According to French law, wearing a face covering is an offence that is punishable with a penalty of one year in prison and a 150 euro fine. But it looks like there are a few exceptions.
Cardi B rolled up in front of the Eiffel Tower during fashion week wearing what is probably her most experimental look yet: a head-to-toe flower-printed Richard Quinn outfit that might have just cemented the rapper’s position as fashion’s latest muse.
“I’m here to serve it to you cold,” she said in an Instagram video of her strutting down the road in her look, surrounded by a pack of paparazzi excitingly snapping photos of her. “Make sure a car don’t hit me, because a bitch can’t see,” she added. And if it weren’t for her familiar voice and snarky tone, the rapper would have remained completely unrecognizable. Her ensemble, made of a belted boxy jacket, a pleated skirt, and tights was topped off with a matching scarf and face mask.

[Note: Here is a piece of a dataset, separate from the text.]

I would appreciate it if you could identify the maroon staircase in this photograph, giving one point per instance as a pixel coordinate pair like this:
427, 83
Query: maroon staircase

This was a major moment for Cardi. The internet was set ablaze with everyone talking about her look, just like the day she wore that archival Mugler couture dress during last year’s Grammy Awards. But had she been anywhere but Paris (or any of the 15 other countries where face-coverings are banned), her Richard Quinn look would have been just another one of her bold fashion moves.
France was the first European country to ban face coverings in 2011. The law was instantly deemed anti-Muslim, but officials argued that it wasn’t to target Muslim women wearing hijabs and niqabs and applied to all citizens. Today, more and more French towns and cities also have a ‘burkini ban’ in place. Cannes for example has prohibited women from wearing “beachwear ostentatiously showing a religious affiliation while France and places of religious significance are the target of terror attacks.”
Over the last few years, we’ve seen a slew of Muslim women made to undress or arrested for wearing face coverings or burkinis, and a debate over their freedom has been ongoing ever since. Proponents argue for secularism and see face coverings as a threat to France’s security.
As for those who disapprove, it’s increasingly clear that has been made to target Muslim women in particular. As one twitter user put it: “is anyone going to raise security concerns about Cardi B fully covering herself or does that argument only apply to Muslim women in niqab?”
The reality is, for normal people living their normal lives, wearing an outfit like Cardi B’s is impossible without repercussions. Yet, the rapper covering every inch of her body only serves as a fashion statement. Cardi B is not to be held accountable, however. Her ensemble is just a catalyst in an ongoing conversation surrounding a law that is growing less and less discreet in its discrimination towards Muslims in France.